Sourcing et appels d’offres
Consultations menées via un outil dédié, modèles de dossiers, grilles d’évaluation, traçabilité des décisions d’attribution, enchères et scénarios d’allocation.
Contractualisation et gestion des contrats
Bibliothèque centralisée, modèles et clauses types, circuits de validation et signature électronique, alertes d’échéance, lien entre contrat et conditions appliquées à la commande.
Demande d’achat, commande et réception
Catalogues et formulaires guidés, circuits d’approbation paramétrés, taux de commandes émises avant facture, traçabilité des réceptions, gestion des exceptions.
Facturation, rapprochement et paiement
Réception et émission de factures électroniques, rapprochement automatique commande, réception et facture, traitement des litiges, délais de paiement, préparation au calendrier réglementaire.
Relation et performance fournisseurs
Portail d’échange, onboarding et qualification, évaluation périodique, indicateurs de performance partagés, gestion des risques et de la dépendance fournisseur.
Automatisation et intelligence artificielle
Automatisation des tâches répétitives, classification automatique de la dépense, aide à la rédaction et à l’analyse de contrats, détection d’anomalies, encadrement des usages.
Adoption, compétences et amélioration continue
Formation des acheteurs et des prescripteurs, conduite du changement auprès des métiers, mesure de l’usage réel des outils, retours d’expérience, révision périodique de la trajectoire.
Une version courte du référentiel est disponible pour l’auto-évaluation en ligne.
Questions fréquentes
La numérisation des achats fait-elle l’objet d’une certification ?
Non.

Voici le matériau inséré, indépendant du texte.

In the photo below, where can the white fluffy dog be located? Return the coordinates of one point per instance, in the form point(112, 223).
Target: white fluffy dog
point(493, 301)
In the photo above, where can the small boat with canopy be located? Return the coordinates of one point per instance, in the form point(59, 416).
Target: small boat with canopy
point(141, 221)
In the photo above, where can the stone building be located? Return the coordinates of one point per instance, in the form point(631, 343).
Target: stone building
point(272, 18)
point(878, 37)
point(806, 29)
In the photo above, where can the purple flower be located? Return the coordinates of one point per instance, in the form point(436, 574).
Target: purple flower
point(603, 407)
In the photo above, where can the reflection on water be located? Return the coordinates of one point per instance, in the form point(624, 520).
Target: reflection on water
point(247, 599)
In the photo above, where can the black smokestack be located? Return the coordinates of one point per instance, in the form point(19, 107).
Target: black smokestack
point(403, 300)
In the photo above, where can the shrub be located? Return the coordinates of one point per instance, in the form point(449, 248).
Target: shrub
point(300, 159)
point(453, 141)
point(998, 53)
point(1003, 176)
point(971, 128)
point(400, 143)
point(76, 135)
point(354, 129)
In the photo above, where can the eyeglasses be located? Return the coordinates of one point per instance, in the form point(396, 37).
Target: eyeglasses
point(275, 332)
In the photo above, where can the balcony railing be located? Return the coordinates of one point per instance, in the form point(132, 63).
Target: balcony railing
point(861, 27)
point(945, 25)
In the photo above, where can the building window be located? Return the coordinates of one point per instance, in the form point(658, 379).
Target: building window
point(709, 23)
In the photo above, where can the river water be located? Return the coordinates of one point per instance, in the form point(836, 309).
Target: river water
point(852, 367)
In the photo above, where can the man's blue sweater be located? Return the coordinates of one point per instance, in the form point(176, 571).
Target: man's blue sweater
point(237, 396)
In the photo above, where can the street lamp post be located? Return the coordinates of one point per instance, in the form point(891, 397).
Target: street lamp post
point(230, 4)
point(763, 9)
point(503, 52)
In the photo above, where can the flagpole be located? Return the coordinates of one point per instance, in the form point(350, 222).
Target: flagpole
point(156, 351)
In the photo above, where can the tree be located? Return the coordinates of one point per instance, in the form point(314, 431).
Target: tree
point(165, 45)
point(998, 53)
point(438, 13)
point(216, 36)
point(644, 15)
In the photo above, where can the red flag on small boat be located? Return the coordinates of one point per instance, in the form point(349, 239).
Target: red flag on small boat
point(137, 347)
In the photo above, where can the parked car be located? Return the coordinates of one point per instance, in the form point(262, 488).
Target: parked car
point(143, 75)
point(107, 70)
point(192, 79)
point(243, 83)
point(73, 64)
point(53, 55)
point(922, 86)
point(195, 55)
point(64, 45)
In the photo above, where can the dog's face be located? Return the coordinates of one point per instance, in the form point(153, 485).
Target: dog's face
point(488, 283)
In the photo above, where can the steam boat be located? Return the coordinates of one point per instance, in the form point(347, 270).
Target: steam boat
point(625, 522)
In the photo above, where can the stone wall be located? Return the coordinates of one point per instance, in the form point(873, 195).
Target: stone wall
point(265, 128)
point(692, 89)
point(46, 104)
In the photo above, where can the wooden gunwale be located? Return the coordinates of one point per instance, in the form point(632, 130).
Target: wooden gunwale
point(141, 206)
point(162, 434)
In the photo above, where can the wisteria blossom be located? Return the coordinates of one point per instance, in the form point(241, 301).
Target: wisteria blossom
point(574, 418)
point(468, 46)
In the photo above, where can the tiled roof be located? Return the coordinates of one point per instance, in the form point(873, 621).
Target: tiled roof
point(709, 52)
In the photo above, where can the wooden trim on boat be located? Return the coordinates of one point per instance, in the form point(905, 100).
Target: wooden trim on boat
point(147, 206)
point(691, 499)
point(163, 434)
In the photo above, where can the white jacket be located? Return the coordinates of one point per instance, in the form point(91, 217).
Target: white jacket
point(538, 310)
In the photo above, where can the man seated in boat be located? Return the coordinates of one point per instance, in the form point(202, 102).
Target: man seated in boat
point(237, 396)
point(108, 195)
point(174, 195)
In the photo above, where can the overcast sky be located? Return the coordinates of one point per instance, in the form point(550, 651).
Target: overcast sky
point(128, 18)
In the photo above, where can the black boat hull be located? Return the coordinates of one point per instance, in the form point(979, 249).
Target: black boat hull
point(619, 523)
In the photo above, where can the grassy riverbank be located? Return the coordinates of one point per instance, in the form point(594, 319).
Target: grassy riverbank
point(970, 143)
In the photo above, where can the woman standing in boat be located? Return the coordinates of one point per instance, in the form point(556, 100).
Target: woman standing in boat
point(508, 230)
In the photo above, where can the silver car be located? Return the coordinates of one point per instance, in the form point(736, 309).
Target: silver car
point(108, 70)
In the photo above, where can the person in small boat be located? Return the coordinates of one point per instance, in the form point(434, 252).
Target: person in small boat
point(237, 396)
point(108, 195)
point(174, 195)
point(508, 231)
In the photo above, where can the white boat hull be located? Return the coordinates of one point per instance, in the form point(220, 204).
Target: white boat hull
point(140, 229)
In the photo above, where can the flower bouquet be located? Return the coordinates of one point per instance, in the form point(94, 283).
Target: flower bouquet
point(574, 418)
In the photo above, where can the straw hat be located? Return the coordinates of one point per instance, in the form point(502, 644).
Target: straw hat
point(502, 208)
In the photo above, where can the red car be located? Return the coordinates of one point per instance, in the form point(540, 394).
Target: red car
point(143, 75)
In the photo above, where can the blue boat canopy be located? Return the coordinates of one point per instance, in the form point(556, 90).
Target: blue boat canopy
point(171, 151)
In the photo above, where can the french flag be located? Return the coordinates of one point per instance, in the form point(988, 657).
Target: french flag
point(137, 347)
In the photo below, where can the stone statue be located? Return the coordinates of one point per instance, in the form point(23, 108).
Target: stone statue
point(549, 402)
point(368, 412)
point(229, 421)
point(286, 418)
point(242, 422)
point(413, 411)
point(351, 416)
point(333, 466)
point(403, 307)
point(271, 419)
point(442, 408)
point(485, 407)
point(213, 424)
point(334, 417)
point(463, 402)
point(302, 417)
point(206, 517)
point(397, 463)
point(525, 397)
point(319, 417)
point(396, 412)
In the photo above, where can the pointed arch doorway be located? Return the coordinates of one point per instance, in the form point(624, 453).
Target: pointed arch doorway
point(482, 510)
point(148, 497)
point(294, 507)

Aucun organisme ne délivre de certification sur ce périmètre. Il s’agit d’un programme de transformation, qui se pilote par une trajectoire de maturité, des jalons et un plan d’action chiffré. Certaines briques touchent en revanche à des obligations, notamment la facturation électronique.
Quelle différence avec un audit de la fonction achats ?
Un audit vérifie la conformité des pratiques à un cadre et conclut par des écarts. Le diagnostic de maturité situe chaque thématique sur une échelle progressive et indique l’action qui fait passer au niveau supérieur. Il produit une trajectoire, pas un verdict.
Ce référentiel se confond-il avec celui de la maturité de la fonction achats ?
Non. Celui-ci porte sur l’outillage et la continuité numérique du cycle source-to-pay. La maturité de la fonction achats porte sur la stratégie catégorielle, les compétences et le positionnement de la direction achats. Les deux se complètent et peuvent être croisés dans une feuille de route transverse.
Combien de temps prend l’évaluation ?
La version courte se remplit en une trentaine de minutes par un responsable achats ou systèmes d’information. La version complète, en mode collaboratif avec acheteurs, finance et informatique, s’étale généralement sur une à deux semaines, l’essentiel du temps servant à la collecte auprès des équipes.
Peut-on adapter le référentiel à notre organisation ?
Oui. Les thématiques, les questions et les niveaux se modifient, et vous pouvez ajouter vos propres axes, achats directs, achats indirects ou spécificités pays. L’IA affine les formulations selon la méthode CMMI ou construit une déclinaison à partir de vos documents internes.
Peut-on comparer plusieurs entités entre elles ?
Oui. Le même référentiel s’administre sur plusieurs business units, avec un score par thématique et une comparaison entre entités et par rapport aux évaluations précédentes. Une feuille de route transversale consolide ensuite les plans d’action sans dupliquer les chantiers communs.
Comment le diagnostic prépare-t-il la facturation électronique ?
Il évalue les prérequis amont, qualité du référentiel fournisseurs, taux de commandes émises avant facture, traçabilité des réceptions, en plus du flux de facturation lui-même. Les écarts constatés alimentent directement le plan d’action et son chiffrage.
Où sont hébergées les données ?
En France, chez OVH, avec sauvegarde chez Scaleway. Aucun transfert hors Union européenne. Les modèles d’IA mobilisés peuvent être sélectionnés, y compris parmi des solutions européennes.